As I got closer to the rainbow, my view expanded I saw that it was a DOUBLE rainbow. Suddenly, I felt like that guy on YouTube  that starts crying hysterically when he sees a double rainbow.

I immediately wished I had my phone because I wanted to document that shit. A DOUBLE rainbow? On an overcast, December, winter’s day in Seattle? No one would have believed it. But I left my phone at home to charge so I just kept running and listening to my audiobook because calories aren’t going to burn themselves.

As I rounded another corner, I saw ahead of me, the end of that rainbow. Okay, that’s it! This. Must. Be. Documented. I remembered that my iPod had video camera function that I have never used. I pulled it out, hoping to get a decent shot of this awesomeness.

And then… I kept running because the clock was ticking and I had to get back home and shower and start dinner and feed the baby…. and….fill-in-the-blank of any menial task that needs to get done.

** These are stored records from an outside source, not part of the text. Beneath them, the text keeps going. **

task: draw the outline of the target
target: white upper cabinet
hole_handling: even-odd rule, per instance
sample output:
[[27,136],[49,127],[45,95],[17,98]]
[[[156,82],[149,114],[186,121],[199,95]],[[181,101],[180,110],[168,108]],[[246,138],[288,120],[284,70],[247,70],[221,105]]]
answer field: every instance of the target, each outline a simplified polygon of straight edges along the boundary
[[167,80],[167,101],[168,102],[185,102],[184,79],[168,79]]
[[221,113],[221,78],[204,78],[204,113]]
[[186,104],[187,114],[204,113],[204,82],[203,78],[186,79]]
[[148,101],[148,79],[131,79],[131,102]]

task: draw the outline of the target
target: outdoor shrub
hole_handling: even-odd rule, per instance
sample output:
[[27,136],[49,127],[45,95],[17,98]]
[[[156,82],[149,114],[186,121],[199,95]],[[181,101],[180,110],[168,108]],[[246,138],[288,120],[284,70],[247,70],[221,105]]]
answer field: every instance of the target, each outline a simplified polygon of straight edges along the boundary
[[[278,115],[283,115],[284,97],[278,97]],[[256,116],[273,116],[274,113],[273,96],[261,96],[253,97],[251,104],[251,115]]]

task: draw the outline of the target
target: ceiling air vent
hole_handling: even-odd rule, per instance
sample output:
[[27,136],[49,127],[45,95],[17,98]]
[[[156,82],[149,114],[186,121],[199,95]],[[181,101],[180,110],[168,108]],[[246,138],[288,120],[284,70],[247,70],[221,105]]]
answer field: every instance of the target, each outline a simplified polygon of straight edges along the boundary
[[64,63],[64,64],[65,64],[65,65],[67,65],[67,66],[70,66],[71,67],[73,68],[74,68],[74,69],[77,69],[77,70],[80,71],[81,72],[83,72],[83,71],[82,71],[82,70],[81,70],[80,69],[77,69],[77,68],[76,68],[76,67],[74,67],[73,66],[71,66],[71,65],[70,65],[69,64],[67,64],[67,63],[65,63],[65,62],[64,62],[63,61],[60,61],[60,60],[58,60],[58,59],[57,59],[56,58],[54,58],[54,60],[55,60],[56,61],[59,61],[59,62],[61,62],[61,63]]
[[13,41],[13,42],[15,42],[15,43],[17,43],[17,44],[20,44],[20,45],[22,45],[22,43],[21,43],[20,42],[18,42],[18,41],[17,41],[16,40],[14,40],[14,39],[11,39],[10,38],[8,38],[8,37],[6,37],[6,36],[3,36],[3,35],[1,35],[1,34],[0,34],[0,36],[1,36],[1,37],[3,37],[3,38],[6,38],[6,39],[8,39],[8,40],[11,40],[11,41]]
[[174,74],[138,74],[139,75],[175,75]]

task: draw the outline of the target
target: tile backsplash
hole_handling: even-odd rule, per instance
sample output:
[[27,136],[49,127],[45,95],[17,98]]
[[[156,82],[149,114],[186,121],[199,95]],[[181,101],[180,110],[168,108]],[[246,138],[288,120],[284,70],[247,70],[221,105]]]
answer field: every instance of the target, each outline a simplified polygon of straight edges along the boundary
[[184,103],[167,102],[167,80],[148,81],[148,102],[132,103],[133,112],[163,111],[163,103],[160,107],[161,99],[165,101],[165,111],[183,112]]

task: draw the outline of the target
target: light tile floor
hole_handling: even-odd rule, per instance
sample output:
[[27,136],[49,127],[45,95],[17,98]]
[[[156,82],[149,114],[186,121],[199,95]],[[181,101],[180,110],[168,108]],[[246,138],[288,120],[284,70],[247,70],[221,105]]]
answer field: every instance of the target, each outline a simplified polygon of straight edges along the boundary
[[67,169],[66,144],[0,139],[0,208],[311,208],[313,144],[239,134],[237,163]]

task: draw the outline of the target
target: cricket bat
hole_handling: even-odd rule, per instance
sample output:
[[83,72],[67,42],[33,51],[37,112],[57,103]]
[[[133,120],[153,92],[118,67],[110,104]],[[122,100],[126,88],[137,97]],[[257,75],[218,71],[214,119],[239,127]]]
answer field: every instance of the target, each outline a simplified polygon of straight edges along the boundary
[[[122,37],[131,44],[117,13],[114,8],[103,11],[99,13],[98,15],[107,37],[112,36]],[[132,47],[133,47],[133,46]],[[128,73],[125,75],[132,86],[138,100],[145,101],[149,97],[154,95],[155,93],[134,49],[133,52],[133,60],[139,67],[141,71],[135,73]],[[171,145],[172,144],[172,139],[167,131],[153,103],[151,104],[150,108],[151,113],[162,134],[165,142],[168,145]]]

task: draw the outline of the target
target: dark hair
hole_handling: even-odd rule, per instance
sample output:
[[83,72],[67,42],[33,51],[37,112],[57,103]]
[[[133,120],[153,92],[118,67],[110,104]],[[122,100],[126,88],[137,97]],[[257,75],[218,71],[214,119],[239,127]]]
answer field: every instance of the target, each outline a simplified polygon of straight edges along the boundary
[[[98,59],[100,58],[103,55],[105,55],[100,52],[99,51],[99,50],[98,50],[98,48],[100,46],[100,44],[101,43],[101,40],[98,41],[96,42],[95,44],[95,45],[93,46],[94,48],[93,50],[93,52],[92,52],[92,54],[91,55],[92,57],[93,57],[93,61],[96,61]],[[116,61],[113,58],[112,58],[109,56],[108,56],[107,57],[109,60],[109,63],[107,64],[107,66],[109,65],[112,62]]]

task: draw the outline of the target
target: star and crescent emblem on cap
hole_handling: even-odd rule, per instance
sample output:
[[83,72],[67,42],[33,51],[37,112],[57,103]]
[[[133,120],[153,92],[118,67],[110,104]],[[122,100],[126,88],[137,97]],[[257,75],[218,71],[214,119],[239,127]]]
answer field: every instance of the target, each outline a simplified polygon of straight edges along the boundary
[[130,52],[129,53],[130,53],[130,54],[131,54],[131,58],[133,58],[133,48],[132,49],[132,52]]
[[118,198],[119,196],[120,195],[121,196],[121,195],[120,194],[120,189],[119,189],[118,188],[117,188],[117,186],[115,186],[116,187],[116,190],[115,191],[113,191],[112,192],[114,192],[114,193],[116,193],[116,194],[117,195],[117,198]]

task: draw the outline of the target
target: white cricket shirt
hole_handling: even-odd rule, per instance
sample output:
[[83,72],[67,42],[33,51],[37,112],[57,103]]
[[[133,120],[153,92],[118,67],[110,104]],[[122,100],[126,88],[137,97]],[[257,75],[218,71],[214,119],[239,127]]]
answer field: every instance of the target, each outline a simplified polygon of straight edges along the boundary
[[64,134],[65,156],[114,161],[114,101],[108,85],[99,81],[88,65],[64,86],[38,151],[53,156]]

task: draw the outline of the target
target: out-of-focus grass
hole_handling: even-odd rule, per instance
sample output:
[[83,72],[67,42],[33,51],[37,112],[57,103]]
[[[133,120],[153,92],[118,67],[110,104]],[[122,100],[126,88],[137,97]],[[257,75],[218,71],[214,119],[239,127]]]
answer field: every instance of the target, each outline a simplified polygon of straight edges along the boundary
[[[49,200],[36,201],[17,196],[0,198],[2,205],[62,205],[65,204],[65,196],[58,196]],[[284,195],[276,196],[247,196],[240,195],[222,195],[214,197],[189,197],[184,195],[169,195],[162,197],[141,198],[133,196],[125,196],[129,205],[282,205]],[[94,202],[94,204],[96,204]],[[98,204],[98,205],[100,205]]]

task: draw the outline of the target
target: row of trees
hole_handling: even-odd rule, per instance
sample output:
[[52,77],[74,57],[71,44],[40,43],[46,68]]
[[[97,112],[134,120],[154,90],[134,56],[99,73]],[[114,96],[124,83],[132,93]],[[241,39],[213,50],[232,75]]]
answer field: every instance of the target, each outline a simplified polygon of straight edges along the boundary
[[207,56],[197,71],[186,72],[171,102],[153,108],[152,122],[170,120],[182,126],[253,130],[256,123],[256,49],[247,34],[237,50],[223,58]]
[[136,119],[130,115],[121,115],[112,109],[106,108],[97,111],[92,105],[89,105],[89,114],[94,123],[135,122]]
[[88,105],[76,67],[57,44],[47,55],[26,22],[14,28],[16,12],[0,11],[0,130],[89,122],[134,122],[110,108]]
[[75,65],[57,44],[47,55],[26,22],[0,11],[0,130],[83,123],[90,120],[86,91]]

Then God brought me to my knees. As I rounded another corner I saw a man coming toward me pulling a child’s wagon. It’s the same wagon I bought for Brooke last summer. It’s a plastic radio flyer with the canopy. Just so you know, those things are like $100. As I approached him I saw that he didn’t have a child in that expensive wagon; he was pulling a very elderly Jack Russell Terrier laying on top of brocade pillows. The look on that dogs face DID turn me into the guy on YouTube that cries hysterically over the double rainbow. It was one of the most profound displays of complete love that I have ever seen.

I stopped running. I stopped listening to my audiobook. I walked the rest of the way and stayed in that moment because I realized that God was trying to tell me something. He was trying to say slow down, stop rushing, take this in because it doesn’t get any better than this and because I am the greatest multi-tasker of all time and I have a few things to teach YOU woman.

And you know what I saw just before I got home?

It is not likely that I will stop multi-tasking anytime soon, but when it comes to God and this Universe, there are too many amazing things to be missed if I don’t stop and set my intentions so He can hear me. To slow down and remember to be present and at the very least, say thank you. Think of what I would have missed today had I not?

I might not have lost those calories in my body, but I filled my soul with so much more.